A Frisco pastor said he has become a “target of the cancel culture” and of what he says are nationwide attacks on people of faith after his rhetoric drew national attention and condemnation from community members.
KingdomLife pastor Brandon Burden posted a video statement to the church’s YouTube channel Monday, about two weeks after the Jan. 10 service in which he urged his congregants to keep their guns loaded and stock up on food and water before President Joe Biden’s inauguration and cited “prophetic voices” who said God told them Donald Trump would be president for eight years.
“Make no mistake about it,” Burden said in the video. “I am a target of the cancel culture and the establishment media is coming after me. But it is not just about me. People of faith are under attack in this country. ... Sadly, we will see many more attacks of this nature as time goes on.”
The pastor also said that it’s unfortunate some of his words have caused people pain and that he forgives those who betrayed him.
“For those who have felt the need to abandon me or to even run down my name, I want you to know that I forgive you,” he said. “I realize that some of the words I spoke were inartfully said, and it has caused some of you to catch some heat.”

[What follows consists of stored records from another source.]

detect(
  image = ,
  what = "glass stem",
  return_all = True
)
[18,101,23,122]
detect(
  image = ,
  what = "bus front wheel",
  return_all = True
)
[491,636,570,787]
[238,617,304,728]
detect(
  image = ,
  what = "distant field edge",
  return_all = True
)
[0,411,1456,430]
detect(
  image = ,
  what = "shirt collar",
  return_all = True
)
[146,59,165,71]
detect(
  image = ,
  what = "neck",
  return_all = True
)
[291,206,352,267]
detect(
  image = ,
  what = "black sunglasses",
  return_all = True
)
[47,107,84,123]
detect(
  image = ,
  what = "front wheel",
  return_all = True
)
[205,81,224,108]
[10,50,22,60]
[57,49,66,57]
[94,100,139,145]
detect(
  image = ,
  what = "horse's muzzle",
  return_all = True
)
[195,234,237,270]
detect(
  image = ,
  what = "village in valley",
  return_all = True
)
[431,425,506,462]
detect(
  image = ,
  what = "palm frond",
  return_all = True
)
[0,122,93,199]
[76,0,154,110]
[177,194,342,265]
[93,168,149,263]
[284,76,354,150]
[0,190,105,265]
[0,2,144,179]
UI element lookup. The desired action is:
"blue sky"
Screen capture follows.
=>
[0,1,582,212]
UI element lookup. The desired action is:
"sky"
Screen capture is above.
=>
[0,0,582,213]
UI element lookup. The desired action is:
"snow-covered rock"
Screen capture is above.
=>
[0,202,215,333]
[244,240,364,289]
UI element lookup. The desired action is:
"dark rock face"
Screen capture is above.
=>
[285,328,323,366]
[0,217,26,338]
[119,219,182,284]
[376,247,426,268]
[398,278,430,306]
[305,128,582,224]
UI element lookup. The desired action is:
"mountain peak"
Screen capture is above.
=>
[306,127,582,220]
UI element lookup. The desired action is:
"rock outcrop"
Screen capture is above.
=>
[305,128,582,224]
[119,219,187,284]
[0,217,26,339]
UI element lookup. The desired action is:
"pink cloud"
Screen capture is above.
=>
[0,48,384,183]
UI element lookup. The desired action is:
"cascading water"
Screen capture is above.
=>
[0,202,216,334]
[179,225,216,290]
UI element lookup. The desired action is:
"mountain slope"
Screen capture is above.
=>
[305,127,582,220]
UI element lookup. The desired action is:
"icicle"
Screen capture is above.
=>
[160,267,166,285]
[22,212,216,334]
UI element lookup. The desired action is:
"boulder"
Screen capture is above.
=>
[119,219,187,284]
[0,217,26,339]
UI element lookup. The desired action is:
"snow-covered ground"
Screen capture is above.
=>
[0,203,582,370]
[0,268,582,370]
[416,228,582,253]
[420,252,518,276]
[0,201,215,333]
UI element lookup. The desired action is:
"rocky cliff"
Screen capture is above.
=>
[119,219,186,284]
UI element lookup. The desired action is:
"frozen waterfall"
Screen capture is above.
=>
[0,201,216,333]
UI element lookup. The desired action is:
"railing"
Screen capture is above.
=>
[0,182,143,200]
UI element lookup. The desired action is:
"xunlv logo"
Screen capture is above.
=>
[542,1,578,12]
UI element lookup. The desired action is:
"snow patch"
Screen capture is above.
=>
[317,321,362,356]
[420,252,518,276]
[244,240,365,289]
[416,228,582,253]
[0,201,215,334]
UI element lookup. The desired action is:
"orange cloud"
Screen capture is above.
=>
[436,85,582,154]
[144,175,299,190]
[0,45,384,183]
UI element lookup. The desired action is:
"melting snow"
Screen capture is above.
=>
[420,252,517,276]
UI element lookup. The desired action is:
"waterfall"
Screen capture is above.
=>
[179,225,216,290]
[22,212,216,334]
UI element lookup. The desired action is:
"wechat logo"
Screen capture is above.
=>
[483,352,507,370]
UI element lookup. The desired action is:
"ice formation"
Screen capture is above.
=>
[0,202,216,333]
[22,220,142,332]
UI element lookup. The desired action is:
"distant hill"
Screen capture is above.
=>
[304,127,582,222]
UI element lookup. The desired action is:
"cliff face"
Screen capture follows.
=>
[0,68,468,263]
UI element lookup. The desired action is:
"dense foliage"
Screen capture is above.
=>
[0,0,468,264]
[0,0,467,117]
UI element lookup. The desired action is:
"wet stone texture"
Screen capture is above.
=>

City leaders and residents have called Burden’s rhetoric “dangerous” and “not good for Frisco.” Council members Shona Huffman, Brian Livingston and Will Sowell took to Facebook to denounce his comments, while community members flooded social media and addressed their concerns during a Jan. 19 council meeting.
Burden said in Monday’s video that he didn’t intend to promote violence, but instead wanted to encourage congregants to practice self-defense during a time of heightened division in the country.
“Many people are afraid and have been asking me as a pastor what to do,” he said, adding that “radical groups like antifa” have threatened to harm suburban residents and have placed piles of bricks to use in attacks around Frisco — a rumor that surfaced during last summer’s Black Lives Matters protests and was proven false. Police said the bricks were left for a construction project.
During the Jan. 10 service, Burden referred to the state’s Castle Doctrine, which says it is illegal for a resident to shoot a trespasser on the lawn, but legal to shoot a person who attempts to enter a home.
Burden also said in Monday’s video that he forgives people who are trying to shut down the church or have threatened him and his family. He is “humbled and grateful” to those who have reached out with words of support or prayed for him.
The pastor also said that some of his comments “were not said the way that I meant to say them,” and that he’s seeking the Lord’s help to communicate more clearly.
“I will be more careful about my words as God works with me and through me,” Burden said. “But I will never back down from standing up for the Judeo-Christian values that are at the core of the American concept from the very inception.”
The Associated Press contributed to this report.